Section: New Results
Scalable I/O for HPC
Damaris and HPC visualization
Participants : Matthieu Dorier, Gabriel Antoniu.
In the context of the Joint Inria/UIUC/ANL Laboratory for Petascale computing (JLCP), have proposed the Damaris approach to enable efficient I/O, data analysis and visualization at ver large scale from SMP machines. The I/O bottlenecks already present on current petascale systems as well as the amount of data written by HPC applications force to consider new approaches to get insights from running simulations. Trying to bypass the storage or drastically reducing the amount of data generated will be of outmost importance for exascale. In-situ visualization has therefor been proposed to run analysis and visualization tasks closer to the simulation, as it runs.
The first results obtained with Damaris in achieving scalable, jitter-free I/O, were published this year [18] . In order to achieve efficient in-situ visualization at extreme scale, we investigated the limitations of existing in-situ visualization software and proposed to fill the gaps of these software by providing in-situ visualization support to Damaris. The use of Damaris on top of existing visualization packages allows us to:
Reduce code instrumentation to a minimum in existing simulations,
Gather the capabilities of several visualization tools to offer adaptability under a unified data management interface,
Use dedicated cores to hide the run time impact of in-situ visualization and
Efficiently use memory through a shared-memory-based communication model.
Experiments are now being conducted on BlueWaters (Cray XK6 at NCSA), Intrepid (BlueGene/P at ANL) and Grid5000 with representative visualization scenarios for the CM1 [31] atmospheric simulation and the Nek5000 [34] CFD solver.
Results will be submitted to a conference in early 2013. We plan to further investigate the role that Damaris can take in performing efficient and self-adaptive data analysis in HPC simulations.
Advanced I/O and Storage
Participants : Matthieu Dorier, Alexandru Costan, Gabriel Antoniu.

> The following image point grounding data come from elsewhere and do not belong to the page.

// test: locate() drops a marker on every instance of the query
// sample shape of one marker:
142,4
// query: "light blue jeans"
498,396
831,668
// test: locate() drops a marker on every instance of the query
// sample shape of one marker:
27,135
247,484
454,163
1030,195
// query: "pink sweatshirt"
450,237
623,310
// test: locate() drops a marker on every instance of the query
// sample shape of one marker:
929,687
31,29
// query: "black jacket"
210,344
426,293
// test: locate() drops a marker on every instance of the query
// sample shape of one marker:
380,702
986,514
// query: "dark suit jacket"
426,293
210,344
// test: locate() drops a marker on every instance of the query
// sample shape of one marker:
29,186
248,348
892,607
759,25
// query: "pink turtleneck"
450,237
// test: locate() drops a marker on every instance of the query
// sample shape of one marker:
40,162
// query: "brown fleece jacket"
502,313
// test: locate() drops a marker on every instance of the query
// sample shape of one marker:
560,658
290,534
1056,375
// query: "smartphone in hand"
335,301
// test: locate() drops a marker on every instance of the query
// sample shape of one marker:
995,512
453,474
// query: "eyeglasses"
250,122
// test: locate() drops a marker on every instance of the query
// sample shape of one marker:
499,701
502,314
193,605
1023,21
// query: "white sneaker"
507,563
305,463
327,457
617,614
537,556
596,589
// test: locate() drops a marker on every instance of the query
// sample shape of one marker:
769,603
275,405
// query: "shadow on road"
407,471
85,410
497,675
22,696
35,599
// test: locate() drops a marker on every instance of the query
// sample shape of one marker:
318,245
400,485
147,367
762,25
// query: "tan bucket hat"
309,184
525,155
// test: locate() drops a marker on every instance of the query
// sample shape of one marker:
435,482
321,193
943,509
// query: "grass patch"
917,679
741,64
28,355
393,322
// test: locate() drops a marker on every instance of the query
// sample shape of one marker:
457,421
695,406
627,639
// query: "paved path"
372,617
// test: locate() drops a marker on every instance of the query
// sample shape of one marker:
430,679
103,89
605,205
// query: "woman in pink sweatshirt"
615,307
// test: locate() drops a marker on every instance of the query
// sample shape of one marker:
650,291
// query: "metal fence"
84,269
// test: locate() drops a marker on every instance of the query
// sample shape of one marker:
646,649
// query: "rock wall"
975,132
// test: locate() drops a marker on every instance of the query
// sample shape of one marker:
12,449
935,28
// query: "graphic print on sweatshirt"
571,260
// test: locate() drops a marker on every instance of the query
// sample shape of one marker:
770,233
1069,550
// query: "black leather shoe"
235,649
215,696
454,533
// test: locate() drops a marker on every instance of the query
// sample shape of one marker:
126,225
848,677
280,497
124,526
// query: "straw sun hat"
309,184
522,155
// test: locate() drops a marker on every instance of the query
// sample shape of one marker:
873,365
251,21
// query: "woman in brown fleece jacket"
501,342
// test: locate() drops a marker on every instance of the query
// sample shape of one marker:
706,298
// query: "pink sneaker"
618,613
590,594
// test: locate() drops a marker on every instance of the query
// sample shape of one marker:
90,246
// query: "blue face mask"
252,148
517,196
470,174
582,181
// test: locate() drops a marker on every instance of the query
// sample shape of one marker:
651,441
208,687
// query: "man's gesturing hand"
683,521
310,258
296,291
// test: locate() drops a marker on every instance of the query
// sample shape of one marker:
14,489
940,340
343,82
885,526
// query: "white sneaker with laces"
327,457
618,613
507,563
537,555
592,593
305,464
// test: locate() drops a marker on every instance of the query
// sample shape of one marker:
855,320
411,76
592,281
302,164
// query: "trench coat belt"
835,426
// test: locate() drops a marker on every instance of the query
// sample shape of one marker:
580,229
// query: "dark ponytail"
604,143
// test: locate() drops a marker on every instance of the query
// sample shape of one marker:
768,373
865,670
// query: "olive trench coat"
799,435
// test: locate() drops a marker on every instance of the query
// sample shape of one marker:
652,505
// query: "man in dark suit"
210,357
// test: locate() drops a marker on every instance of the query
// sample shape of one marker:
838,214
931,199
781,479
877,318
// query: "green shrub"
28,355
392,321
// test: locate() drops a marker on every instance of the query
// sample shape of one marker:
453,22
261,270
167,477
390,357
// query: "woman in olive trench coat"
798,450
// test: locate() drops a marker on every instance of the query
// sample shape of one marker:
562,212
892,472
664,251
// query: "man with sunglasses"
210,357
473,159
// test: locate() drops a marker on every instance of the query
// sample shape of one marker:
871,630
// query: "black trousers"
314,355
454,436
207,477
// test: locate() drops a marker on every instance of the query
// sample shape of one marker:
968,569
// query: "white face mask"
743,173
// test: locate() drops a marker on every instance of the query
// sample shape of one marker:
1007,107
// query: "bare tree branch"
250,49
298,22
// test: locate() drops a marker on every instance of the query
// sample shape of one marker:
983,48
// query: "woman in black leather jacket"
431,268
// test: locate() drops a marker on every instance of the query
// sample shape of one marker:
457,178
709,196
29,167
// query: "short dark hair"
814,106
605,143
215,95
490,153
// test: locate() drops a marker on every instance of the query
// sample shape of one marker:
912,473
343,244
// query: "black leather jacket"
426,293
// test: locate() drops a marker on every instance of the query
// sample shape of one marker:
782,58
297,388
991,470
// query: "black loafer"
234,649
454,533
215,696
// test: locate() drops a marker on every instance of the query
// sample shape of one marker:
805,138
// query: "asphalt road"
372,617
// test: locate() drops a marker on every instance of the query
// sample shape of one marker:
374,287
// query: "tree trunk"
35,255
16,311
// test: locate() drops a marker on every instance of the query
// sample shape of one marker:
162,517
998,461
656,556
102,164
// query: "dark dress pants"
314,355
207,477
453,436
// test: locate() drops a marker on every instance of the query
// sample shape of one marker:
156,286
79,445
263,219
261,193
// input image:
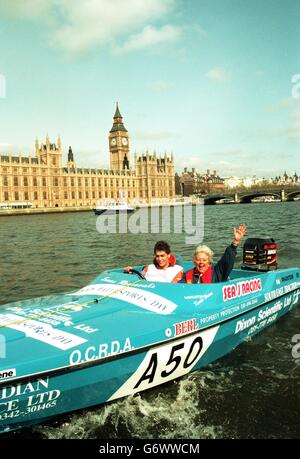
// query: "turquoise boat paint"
120,335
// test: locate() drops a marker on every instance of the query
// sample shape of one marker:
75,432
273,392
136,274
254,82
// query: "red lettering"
177,329
184,327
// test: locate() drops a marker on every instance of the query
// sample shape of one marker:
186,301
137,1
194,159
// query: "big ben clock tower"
118,144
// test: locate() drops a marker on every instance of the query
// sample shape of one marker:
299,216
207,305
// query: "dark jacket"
221,269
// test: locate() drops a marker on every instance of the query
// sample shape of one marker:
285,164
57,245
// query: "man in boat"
163,268
204,271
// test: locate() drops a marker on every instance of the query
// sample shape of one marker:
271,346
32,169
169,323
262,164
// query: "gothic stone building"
43,181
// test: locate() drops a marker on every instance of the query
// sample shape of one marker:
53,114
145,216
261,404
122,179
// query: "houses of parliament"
43,181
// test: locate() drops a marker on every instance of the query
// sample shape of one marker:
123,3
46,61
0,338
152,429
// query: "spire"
70,155
118,121
117,114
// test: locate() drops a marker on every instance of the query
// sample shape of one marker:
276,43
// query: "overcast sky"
209,80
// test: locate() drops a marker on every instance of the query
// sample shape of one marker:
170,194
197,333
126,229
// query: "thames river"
254,392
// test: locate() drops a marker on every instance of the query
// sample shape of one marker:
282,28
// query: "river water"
254,392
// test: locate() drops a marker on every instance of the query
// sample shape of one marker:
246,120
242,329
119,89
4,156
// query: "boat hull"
112,211
96,381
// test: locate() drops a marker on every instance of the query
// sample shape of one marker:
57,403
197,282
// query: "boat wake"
168,414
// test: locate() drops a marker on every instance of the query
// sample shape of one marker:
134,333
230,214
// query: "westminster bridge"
245,196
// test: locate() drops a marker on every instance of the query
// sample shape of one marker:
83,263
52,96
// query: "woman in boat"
204,271
163,268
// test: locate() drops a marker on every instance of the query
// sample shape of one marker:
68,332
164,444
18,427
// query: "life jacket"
205,278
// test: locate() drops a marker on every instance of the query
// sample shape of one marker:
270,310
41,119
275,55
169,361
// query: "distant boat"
113,208
225,201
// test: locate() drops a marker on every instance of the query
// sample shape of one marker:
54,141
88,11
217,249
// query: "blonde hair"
206,250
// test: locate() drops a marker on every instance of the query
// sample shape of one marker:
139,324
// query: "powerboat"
121,334
113,208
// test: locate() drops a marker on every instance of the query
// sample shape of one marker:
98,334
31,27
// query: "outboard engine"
260,254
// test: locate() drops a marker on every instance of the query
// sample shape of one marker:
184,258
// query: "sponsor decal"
166,362
242,288
265,316
6,374
184,327
146,300
24,399
280,291
100,351
41,332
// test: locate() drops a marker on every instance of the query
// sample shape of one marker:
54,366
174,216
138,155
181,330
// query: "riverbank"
42,210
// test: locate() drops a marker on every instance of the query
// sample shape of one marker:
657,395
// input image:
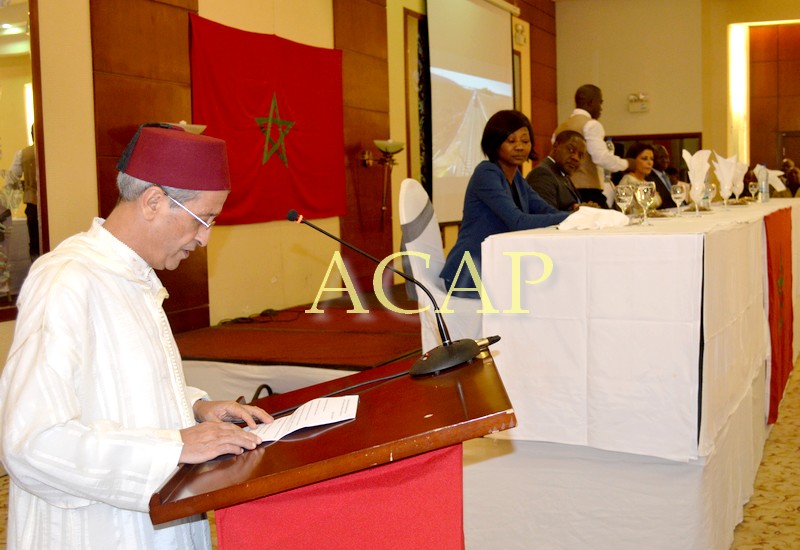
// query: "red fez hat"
168,155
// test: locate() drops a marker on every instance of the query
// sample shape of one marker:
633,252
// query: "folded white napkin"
587,217
724,168
775,180
698,168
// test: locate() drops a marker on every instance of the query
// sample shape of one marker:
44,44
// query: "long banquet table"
639,369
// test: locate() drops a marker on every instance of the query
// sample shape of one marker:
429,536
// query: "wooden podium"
353,466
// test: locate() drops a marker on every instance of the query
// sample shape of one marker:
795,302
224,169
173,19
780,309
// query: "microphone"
450,353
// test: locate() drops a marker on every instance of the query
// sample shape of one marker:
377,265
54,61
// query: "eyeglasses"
204,223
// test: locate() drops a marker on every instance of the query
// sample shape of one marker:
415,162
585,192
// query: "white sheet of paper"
317,412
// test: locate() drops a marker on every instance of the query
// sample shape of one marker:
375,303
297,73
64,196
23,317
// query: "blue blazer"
489,208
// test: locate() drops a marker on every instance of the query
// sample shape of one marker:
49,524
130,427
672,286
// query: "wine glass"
624,197
753,188
678,193
645,196
712,192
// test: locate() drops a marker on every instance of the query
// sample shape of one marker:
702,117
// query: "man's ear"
149,201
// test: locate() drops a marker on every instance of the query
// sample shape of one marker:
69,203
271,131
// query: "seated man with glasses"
95,411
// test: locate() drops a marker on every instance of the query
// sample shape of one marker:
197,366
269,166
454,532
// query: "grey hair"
130,188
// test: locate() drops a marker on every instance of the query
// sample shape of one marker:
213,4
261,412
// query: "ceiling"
14,39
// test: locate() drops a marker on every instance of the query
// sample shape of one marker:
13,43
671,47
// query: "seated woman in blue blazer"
498,199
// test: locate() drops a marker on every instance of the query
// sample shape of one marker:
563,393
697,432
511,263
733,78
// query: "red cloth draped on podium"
779,276
415,503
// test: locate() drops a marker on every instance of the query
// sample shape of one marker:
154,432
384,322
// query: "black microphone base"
446,357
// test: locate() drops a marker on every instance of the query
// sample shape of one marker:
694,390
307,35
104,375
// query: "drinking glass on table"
753,188
678,193
712,192
646,197
624,197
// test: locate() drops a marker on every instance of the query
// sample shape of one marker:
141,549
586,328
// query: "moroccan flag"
779,276
278,106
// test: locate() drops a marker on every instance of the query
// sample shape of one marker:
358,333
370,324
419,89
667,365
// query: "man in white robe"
95,411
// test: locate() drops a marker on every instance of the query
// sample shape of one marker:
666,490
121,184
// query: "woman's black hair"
501,125
638,148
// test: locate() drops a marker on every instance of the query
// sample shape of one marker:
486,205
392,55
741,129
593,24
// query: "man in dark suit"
551,178
659,176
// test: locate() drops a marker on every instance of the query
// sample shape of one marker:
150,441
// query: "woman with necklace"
498,199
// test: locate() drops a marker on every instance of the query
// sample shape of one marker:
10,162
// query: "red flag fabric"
278,106
779,276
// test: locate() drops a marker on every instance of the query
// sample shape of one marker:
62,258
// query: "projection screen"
471,57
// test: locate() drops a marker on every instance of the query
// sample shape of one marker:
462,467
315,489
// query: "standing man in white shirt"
588,179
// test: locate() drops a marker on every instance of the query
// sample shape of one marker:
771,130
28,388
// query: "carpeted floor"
771,518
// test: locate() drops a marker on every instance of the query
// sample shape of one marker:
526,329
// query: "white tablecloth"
609,353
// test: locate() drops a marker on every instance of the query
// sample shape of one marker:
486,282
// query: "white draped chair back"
421,234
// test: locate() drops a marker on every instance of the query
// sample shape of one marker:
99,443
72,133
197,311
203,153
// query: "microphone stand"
450,353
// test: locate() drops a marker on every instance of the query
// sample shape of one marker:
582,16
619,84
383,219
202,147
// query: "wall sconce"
388,149
519,35
638,103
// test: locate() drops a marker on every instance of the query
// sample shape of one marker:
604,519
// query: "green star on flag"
272,145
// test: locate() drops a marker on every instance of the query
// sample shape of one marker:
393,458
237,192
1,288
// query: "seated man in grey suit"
551,178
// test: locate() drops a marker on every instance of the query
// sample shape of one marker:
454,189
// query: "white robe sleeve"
65,435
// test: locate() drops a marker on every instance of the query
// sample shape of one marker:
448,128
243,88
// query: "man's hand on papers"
215,435
227,411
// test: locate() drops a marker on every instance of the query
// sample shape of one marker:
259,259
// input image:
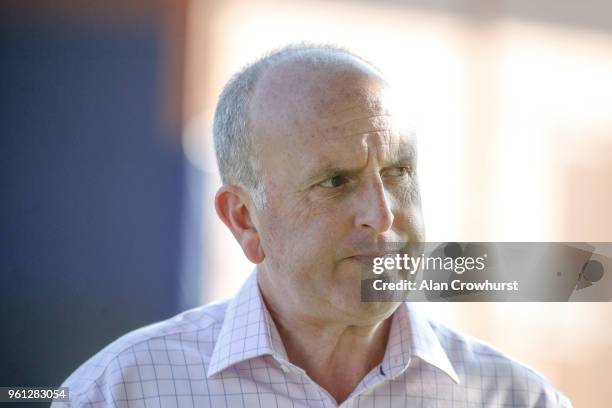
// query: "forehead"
304,120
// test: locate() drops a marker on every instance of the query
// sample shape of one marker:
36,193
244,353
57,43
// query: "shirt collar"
411,335
248,332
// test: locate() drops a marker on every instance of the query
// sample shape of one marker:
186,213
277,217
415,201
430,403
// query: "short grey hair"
234,144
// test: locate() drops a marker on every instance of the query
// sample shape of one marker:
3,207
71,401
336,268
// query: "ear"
231,203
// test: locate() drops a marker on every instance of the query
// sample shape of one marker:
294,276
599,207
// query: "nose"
375,211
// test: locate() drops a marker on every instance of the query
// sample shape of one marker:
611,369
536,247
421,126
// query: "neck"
335,355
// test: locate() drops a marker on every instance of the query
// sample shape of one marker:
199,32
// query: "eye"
334,182
396,172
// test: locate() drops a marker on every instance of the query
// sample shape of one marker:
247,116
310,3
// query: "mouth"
367,260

The recent extension of the JLPC to Argonne National Lab (ANL) has opened new research directions in the field of advanced I/O and storage for HPC, in collaboration with Robert Ross's team at ANL's Mathematics and Computer Science Division (MCS). A founding from the FACCTS program (France And Chicago CollaboraTing in Science) allowed multiple visits (see Section 8.4 ) of students and researchers from both sides to initiate this new collaboration and explore potential research directions.
One outcome of these visits has been the adaptation of Damaris to work on BlueGene/P and BlueGene/Q machines installed at ANL. Several exchanges led to the design of new I/O scheduling algorithms leveraging Damaris for efficient asynchronous I/O and storage. These algorithms are currently being evaluated, and expected to be published in early 2013.
During these exchanges we also investigated new storage architectures for Exascale systems leveraging BLOB-based large-scale storage able to cope with complex data models. We will explore how we can combine the benefits of the approaches to Big Data storage currently developed by the partners: the BlobSeer approach (KerData), which provides support for multi- versioning and efficient fine-grain access to huge data under heavy concurrency and the Triton approach (ANL), which introduces new object storage semantics. The final goal of the resulting architecture will be to propose efficient solutions to data-related bottlenecks in Exascale HPC systems.